A question to think about is this: when your faith is strong, how depressed are you? I haven’t even addressed anxiety yet, so let’s go there. Doesn’t Jesus speak to this? Matthew 6:27 and Luke 12:25: “And which of you by being anxious can add a single hour to his span of life?” Those passages with the surrounding verses are all about worry and anxiety, and what does Jesus do? Does He commend the person who is anxious and who worries? No. He rebukes them for their “little faith.” The implication? You need more faith. You see, faith is the answer in both of these situations. Not programs, not psychology, but faith. That’s the divine medicine that Scripture applies to both depression and anxiety.
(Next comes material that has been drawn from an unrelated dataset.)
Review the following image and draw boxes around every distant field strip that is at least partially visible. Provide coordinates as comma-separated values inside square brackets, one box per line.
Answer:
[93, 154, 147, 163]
Our questioner wants to know how to come along side and be a help to the downcast and anxious, but not enable them to stay there. I had a discussion recently with someone about this very thing. They get down. They get depressed. What do you tell them? I told them this: choose to not be depressed. Jesus told people to believe more. Paul told people to rejoice in the Lord always – it’s a command – Philippians 4:4. Then right after that there’s another command: “do not be anxious anything,” and do what? Pray. James tells us to pray how? In faith, not being double-minded. We have these commands: believe. Rejoice. Pray. And they all revolve around faith, don’t they? Isn’t this all about trusting the Lord even when we don’t know all the answers? We know this, don’t we? Our Savior will never leave us nor forsake us, He has us securely in the palms of His hands, He intercedes for us with the Father right now, He loves us, right? Right? Christian – do you really believe your Savior, God the Son, Jesus Christ loves you? He does. Honest. How do you know? You know by faith. Trust Him. By faith. Believe what He said. By faith. Don’t worry. By faith. Don’t be downcast. By faith. That’s our encouragement to that person who isn’t responding – Scripture doesn’t commend a person for being depressed or anxious, nor should we. We shouldn’t give that person room to think it’s OK to be and to remain depressed or anxious because Scripture doesn’t. You want to love them through this, but not let them think they’re good being depressed or anxious.